The problem is that the opportunist, the careerist, who will do anything to hold onto his or her job, and his or her status, would do anything to keep that job, including joining in chorus with the person who argues for his or her subhuman status. These two birds have much in common, not rocking the boat, and upholding the status quo, as long as it serves their purposes, monetarily or security wise.

Arguing against the human rights of human beings is always going to be a threat to liberty. Should you sway your audience, a certain percentage of them could end up being treated as if they were less than human. The question then becomes, as was the situation before the 1860s, what group of people should embody that percentage.

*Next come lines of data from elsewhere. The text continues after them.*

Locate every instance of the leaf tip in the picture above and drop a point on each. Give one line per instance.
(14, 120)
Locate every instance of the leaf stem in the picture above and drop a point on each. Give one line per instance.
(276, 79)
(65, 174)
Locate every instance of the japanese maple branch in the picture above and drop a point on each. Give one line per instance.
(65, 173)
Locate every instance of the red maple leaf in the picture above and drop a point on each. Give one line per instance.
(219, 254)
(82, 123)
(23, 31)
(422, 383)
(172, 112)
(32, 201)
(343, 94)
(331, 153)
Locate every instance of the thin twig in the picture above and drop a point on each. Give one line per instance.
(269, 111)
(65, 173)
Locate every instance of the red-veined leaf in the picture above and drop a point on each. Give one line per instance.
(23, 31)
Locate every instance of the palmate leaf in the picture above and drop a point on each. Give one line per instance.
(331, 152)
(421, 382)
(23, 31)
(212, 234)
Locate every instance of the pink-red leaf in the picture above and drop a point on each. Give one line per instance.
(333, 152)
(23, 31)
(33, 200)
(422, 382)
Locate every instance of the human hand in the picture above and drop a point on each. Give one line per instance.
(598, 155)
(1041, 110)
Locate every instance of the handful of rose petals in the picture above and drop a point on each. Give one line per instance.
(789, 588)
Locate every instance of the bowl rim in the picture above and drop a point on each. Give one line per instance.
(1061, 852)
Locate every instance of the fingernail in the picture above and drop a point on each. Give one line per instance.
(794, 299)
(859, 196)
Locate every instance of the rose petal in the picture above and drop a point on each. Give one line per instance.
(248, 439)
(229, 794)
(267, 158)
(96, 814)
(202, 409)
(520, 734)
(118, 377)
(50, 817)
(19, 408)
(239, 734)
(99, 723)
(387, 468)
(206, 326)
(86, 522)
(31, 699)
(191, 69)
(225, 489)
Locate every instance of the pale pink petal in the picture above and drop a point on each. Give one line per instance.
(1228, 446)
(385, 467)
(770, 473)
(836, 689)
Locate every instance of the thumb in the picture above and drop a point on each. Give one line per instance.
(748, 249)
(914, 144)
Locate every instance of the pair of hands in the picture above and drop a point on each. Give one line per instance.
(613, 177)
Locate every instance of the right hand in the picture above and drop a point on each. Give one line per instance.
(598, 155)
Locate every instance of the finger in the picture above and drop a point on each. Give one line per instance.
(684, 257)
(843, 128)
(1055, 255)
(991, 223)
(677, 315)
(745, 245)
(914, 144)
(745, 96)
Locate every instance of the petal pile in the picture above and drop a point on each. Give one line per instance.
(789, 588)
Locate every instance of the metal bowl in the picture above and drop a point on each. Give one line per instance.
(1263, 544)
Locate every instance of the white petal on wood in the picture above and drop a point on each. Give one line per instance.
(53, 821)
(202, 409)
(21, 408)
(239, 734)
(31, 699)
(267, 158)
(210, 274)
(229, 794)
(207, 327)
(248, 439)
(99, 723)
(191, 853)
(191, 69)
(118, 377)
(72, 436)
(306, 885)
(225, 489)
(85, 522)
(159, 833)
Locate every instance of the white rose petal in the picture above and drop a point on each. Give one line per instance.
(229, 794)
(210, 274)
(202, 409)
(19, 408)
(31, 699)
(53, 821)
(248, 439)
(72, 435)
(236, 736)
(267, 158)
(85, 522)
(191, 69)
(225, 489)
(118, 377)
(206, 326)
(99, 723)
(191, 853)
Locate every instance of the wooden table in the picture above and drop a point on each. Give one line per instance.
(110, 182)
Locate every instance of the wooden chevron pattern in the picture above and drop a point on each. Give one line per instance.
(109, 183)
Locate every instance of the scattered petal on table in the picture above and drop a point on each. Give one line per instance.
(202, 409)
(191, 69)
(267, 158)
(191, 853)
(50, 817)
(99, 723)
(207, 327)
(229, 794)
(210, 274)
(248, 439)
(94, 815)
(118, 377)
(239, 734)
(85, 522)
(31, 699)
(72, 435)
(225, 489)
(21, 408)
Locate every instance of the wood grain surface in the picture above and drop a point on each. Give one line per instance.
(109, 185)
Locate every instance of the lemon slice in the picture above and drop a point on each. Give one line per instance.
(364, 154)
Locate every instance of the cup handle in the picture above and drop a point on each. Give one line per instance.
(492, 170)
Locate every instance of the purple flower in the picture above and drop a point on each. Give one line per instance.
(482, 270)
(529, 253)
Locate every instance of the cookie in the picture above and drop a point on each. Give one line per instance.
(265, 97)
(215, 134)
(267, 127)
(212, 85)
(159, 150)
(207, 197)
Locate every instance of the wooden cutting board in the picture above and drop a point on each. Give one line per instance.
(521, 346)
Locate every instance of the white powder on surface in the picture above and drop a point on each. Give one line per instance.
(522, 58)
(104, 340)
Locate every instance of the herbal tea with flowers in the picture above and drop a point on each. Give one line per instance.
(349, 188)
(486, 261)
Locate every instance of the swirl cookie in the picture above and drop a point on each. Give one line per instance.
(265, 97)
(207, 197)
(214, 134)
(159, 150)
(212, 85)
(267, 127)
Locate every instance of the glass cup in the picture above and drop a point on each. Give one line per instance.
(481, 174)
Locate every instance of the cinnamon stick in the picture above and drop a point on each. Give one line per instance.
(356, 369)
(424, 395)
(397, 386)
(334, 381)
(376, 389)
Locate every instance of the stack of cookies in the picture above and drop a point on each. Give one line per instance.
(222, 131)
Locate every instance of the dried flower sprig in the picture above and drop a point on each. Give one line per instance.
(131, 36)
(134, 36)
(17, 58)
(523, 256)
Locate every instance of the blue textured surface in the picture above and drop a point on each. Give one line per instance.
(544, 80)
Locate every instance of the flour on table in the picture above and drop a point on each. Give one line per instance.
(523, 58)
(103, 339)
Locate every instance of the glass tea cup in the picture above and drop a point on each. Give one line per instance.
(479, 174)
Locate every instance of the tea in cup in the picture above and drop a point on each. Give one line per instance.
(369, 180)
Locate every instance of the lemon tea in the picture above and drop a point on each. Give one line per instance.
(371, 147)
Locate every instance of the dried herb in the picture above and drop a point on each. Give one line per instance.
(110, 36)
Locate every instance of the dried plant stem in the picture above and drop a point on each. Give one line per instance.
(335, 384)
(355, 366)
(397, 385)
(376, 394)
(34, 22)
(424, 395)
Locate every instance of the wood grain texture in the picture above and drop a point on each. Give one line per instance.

Although the mental patients, oops, consumer movement may have overtaken the mental patients liberation movement, I still consider myself a part of the latter movement. I don’t think employment as a mental health patient or a mental health worker is the way to go. Out of both of these roles, what do you get? You get an expanding mental health system and an epidemic of “mental illness” labeling.

You can plead for your own abduction, torture, imprisonment, impoverishment, death, ignominy, etc. as much as you please. Don’t expect me to follow suit. The mental health system, based as it is upon fraud and oppression, is ultimately a form of parasitism, and all of us could live much better (and longer I dare say) without it.

I continue to count myself among the few who are completely opposed to the kind of fraud and imposture that the mental health system represents. Provide a use for your throw away people, a use beyond working the loony bins themselves, even the community loon bins, and you have, more or less, solved a big part of the problem. The system is a blood sucker, and it is the kind of a blood sucker about which you could say, when the problem has finally been dealt with, without the slightest remorse, good riddance!